Ответа не последовало.
— Нет, Вася, девочки не хотят открывать тайн своей прописки. Может быть, они назовут нам свои прелестные имена?
— Девочки назовут свои имена? А? — снова обратился к ним с вопросом тот, кто был не Вася.
Лишь одна из троих на миг подняла голову, окинула коротким презрительным взглядом назойливых прилипал и снова уткнулась в журнал.
— Плохие дела, — сказал тот, кто был Вася, положив руку на плечо товарища. — Девочки, оказывается, глухие или у них от жары языки отнялись.
— Тогда я им могу посоветовать обратиться к лору, — подхватил напарник. — Обязательно сходите, а то свое счастье провороните. Пойдем, Вася…
И они двинули дальше, а одна из девушек довольно внятно бросила вдогонку:
— Гуляй, Вася, гуляй… Счастье мне, тоже, объявилось.
— Мотай на ус, Мироныч — лобовая атака тут не проходит, — прокомментировал Боб эпизод съема, — нужен другой маневр.
— Вижу. Ну, мы этот вопрос обкашляем после на парт-ячейке, а сейчас на дрему тянет, жуть.

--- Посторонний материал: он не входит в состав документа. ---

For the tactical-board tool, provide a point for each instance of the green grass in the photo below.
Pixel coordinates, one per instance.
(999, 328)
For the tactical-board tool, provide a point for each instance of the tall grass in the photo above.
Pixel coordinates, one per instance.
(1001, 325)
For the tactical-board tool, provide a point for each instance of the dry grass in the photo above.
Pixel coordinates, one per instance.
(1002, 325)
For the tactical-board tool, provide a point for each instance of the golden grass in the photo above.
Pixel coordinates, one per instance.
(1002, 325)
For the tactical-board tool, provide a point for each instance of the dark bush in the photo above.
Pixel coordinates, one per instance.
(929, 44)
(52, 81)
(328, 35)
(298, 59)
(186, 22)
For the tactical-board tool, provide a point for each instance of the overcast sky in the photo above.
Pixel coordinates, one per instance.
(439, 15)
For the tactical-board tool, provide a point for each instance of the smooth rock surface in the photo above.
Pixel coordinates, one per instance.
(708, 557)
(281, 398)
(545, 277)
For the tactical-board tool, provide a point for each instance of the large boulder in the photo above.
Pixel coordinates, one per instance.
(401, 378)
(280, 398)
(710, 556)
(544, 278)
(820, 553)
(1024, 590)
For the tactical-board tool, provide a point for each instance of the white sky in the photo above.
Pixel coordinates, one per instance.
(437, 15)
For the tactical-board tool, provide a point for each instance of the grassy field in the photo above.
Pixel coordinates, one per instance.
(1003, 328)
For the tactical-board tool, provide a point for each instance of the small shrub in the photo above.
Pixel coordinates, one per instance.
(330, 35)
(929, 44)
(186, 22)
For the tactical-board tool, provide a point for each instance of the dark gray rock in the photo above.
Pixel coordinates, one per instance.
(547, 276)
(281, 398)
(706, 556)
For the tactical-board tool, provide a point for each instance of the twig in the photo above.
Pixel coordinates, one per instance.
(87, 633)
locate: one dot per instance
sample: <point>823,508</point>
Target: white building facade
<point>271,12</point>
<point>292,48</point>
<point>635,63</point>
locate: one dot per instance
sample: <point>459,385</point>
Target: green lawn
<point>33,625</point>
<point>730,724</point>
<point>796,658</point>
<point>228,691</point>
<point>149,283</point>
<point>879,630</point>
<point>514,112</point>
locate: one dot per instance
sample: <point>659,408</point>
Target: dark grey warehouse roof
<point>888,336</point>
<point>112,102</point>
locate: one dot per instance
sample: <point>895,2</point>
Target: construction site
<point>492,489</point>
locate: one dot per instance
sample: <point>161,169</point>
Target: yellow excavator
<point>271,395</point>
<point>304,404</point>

— Что ж, давай подремлем, идея дельная, прошлую ночь, считай, не спали.
Они очнулись, когда солнце уже закатывалось за скалу и половину пляжа покрыла тень, а вокруг заметно опустело.
— Сколько натикало? — спросил Боб.
— Скоро шесть.
— Ни фига! — присвистнул Боб. — Почти четыре часа продрыхли.
Они пошли домой, прихватив по дороге по крупному арбузу в овощном ларьке. Подойдя к калитке, они удивились, услышав в саду музыку и чьи-то громкие голоса, переглянулись — хозяев ведь быть не должно, а других жильцов они не держали. Под навесом летней кухни, за столом, расположилась троица незнакомых парней — шла обыкновенная прозаическая пьянка. Не замечая вошедших, двое, что-то наперебой горланя, чокались стопками, третий, безнадежно отрубившись, мирно спал, сложив голову на скрещенные, разрисованные морскими якорями и бабами в неглиже, руки. Рядом с собачьей будкой, сотрясая расплавленный от дневной жарищи воздух, голосила акустическая колонка.
Наконец присутствие друзей было обнаружено; сидевший к ним лицом светлоглазый курчавый шатен поднял голову и спросил:
— Кого ищем, корешата? Рассказывайте, как на духу.
Взгляд у него был трезвый, голос спокойный, ровный.
— Да мы здесь вообще-то комнату снимаем, — помедлив, ответил Мироныч.
Шатен, видимо, ничего не расслышал, дернул за проводок — колонка чихнула и заткнулась. Он снова повторил вопрос, Мироныч повторил ответ.